Uno dei punti molto dibattuto nell’interpretazione della legge è se anche condomìni sono obbligati alla verifica dell’impianto di terra. La risposta è affermativa, in quanto in essi si individuano ambienti di lavoro ( D.P.R. 462/01 ). Infatti anche qualora non vi fossero rapporti di lavoro dipendente strictu sensu, (portierato, etc) occorre comunque garantire l’incolumità di coloro che sono chiamati a vario titolo a prestare la propria attività

No Balby c'è scritto quello che ti ho postato.

Ciao

Nicola.L

Per NaCaSa2

Poiché mi si mette in bocca cose mai dette( che peraltro inducono immensa confusione nei lettori) andiamo per ordine:

- non ci sono dipendenti del condominio, la può portare in ordine del giorno all'assemblea, però deve avere l'onestà di spiegare bene come stanno le cose, quindi si delibera.

 

No!!!!. Nessuno può imporre ad altri, seppure condomini, di spendere inutilmente dei soldi.

La legge non prevede la verifica dell’impianto di terra in mancanza di dipendenti a libro paga e dunque non si delibera un bel niente perché non è a vantaggio di nulla.

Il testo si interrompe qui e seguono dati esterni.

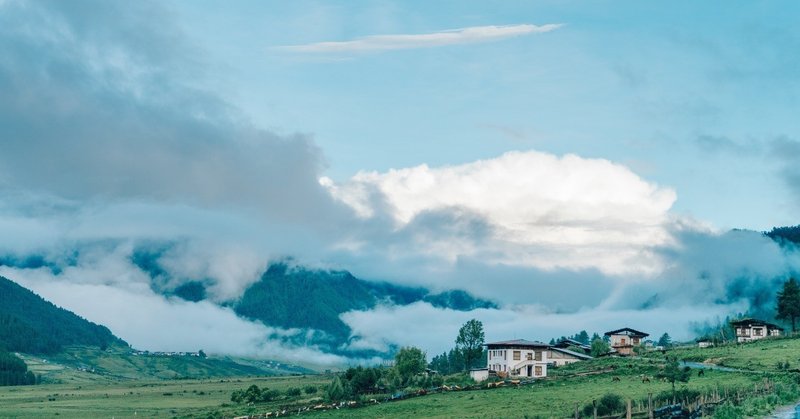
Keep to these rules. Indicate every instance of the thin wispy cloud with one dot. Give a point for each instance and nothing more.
(377, 43)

- Per inciso, tecnicamente, la verifica della terra non serve assolutamente a nulla se fatta come misura della resistenza di terra, perchè se 2 metri sopra al pozzetto hai una interruzione del montante di terra non te ne accorti

La verifica della terra in sistemi T.T. quali sono i condomini non serve a nulla e non perché due metrisopra ci potrebbe essere l’interruzione , ma perché è inutile ai fini della prevenzione contro i contatti indiretti. Il ché è altra cosa.

 

- Non serve neanche a nulla perchè con una corretta equipotenzialità e con il coordinamento delle protezioni differenziali ad alta sensibilità non è materialmente possibile avere resistenze di terra non compatibili, neanche se il condominio è edificato nel deserto del sahara.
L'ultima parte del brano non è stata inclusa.